A dental working group at the District of Columbia Health Benefit Exchange Authority has published a dental options report that illustrates some of the choices exchange builders are making.
The Patient Protection and Affordable Care Act requires federal regulators to work with officials in the District of Columbia and all 50 states to set up exchanges, or Web-based health insurance supermarkets, for individuals and small groups by Oct. 1.
Each plan sold in an exchange is supposed to offer coverage for an "essential health benefits" package. PPACA requires the package to include pediatric dental benefits.
Jurisdictions can decide whether to set up their exchanges or have the federal government do the job. The District of Columbia is setting up its own exchange.

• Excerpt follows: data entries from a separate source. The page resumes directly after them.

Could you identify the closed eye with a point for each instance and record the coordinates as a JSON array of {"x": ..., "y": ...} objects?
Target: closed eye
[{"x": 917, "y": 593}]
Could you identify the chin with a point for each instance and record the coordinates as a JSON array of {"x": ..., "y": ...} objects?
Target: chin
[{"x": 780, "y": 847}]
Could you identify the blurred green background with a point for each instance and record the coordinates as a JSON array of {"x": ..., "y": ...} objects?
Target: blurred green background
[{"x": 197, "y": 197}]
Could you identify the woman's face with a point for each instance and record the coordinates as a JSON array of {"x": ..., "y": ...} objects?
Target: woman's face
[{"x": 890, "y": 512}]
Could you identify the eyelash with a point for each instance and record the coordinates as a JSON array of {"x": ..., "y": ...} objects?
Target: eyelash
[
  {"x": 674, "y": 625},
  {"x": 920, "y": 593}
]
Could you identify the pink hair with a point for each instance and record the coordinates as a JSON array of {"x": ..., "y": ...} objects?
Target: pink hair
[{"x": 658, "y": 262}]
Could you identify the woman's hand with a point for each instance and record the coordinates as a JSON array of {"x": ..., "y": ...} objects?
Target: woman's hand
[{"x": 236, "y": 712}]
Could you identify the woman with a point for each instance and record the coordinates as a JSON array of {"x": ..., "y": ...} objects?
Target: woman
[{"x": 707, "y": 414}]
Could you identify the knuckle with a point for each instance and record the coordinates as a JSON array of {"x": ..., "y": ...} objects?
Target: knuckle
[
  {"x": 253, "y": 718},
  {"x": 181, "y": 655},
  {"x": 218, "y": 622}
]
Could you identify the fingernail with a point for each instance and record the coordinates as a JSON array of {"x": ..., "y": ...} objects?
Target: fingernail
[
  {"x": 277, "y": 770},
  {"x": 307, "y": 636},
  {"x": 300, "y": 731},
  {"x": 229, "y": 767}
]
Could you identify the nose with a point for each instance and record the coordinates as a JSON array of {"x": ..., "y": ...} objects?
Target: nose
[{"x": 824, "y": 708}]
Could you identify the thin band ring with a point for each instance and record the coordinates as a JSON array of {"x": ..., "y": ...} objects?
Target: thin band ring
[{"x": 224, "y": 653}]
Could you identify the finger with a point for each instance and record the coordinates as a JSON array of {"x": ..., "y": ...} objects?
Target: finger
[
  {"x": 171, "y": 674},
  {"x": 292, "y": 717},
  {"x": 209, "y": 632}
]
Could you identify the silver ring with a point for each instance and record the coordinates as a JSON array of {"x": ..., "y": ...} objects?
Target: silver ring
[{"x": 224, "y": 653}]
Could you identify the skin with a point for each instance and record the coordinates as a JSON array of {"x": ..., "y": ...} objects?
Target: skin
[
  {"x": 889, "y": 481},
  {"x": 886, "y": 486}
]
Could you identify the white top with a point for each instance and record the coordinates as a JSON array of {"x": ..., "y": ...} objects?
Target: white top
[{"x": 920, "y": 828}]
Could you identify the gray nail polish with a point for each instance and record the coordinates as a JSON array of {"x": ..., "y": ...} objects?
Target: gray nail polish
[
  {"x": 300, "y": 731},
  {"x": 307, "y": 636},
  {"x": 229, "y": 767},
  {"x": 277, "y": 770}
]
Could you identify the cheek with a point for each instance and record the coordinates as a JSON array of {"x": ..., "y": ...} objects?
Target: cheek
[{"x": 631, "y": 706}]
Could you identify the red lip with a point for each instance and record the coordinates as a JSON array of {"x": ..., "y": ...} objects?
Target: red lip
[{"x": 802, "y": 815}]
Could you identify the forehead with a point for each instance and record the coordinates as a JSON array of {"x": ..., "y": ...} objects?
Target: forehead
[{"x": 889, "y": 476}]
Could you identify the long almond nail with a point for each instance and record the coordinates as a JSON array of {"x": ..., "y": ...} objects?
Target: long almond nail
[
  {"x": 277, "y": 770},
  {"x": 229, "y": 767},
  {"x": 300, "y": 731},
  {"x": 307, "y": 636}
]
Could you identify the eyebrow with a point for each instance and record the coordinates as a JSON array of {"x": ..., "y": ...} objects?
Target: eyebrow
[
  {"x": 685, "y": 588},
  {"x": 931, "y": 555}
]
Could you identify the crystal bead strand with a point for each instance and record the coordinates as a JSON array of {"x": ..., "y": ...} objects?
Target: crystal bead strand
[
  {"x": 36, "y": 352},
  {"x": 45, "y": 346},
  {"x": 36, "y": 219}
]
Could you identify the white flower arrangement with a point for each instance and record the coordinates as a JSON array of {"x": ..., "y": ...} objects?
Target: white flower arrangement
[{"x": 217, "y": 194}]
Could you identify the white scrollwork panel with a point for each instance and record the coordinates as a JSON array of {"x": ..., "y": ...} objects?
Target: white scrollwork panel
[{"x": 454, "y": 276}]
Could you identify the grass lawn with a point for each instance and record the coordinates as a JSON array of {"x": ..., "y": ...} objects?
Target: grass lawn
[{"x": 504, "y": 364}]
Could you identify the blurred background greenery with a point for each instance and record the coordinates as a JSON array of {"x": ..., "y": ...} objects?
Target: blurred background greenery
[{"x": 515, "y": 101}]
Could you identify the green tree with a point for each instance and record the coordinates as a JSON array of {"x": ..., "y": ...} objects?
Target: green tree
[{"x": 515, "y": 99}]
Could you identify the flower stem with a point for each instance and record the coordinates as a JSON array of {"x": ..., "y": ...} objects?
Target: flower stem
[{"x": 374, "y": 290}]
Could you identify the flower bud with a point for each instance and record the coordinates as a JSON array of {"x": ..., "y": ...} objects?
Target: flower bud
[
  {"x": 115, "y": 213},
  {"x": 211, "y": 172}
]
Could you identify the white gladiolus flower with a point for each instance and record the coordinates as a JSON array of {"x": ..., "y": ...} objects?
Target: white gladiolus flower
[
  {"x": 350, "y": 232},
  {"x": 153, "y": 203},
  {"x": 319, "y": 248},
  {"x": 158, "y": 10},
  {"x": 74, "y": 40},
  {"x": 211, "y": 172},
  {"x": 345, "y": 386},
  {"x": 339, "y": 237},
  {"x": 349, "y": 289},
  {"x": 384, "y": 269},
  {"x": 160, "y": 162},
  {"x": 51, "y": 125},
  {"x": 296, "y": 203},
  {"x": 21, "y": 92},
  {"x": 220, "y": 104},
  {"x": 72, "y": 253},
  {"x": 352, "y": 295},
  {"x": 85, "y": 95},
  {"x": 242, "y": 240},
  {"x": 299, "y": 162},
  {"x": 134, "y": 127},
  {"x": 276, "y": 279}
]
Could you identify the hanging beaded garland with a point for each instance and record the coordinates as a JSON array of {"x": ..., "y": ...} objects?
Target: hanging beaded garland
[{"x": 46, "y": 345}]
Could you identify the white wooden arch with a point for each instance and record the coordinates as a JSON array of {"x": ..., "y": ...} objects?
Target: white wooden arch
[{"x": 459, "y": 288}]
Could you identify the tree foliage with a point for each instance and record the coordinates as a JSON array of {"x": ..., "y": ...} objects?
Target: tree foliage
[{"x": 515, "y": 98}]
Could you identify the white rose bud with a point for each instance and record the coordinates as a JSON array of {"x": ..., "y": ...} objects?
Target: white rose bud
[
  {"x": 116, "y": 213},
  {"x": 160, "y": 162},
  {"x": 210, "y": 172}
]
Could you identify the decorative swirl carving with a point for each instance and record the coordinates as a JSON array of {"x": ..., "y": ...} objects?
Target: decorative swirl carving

The U.S. Department of Health and Human Services has decided that the carriers that sell medical insurance through an exchange need not include the pediatric dental benefits in the benefits package if exchange users can also use the exchange to buy stand-alone dental plans that include the required pediatric dental benefits.
The HHS secretary has said that a stand-alone dental plan sold through an exchange can offer coverage for adults, if an exchange and its regulators allow that.
"D.C. law does not require it," the D.C. working group said in its report.
The working group said all of its members agreed that insurers selling stand-alone pediatric dental plans through the exchange should also be able to sell non-pediatric dental benefits.
The working group said one controversy concerns "reasonable out-of-pocket maximums" -- or the total amount an enrollee can spend on deductibles, co-payments and coinsurance amounts for in-network care each year.
Federal regulators have suggested that a $1,000 out-of-pocket dental plan maximum would be considered reasonable, the working group said.
Maryland has set its dental out-of-pocket maximum at $1,000 if there is one child in a dental plan, and $2,000 if there are two or more children in the plan.
Dental insurers like the idea of having a $1,000-per-child out-of-pocket maximum and are predicting that about 2 percent of children will reach the limit, the working group said.
About 4 percent of the children would reach the limit if the maximum were set at $500, the working group said.
"One reason for the low percentages is that only medically necessary orthodontia is covered as an EHB, and according to the experts, the handicapping criteria to reach that threshold are extremely difficult," officials said. "A pediatric dentist reported that children who reach the threshold have significant deformities."
Many consumer advocates think a $1,000 per child maximum is too high, the working group said.
Actuaries have suggested that reducing the maximum to $270, from $1,000, might cost just $2 to $3 in premiums per child, but critics have disagreed with that estimate, the working group said.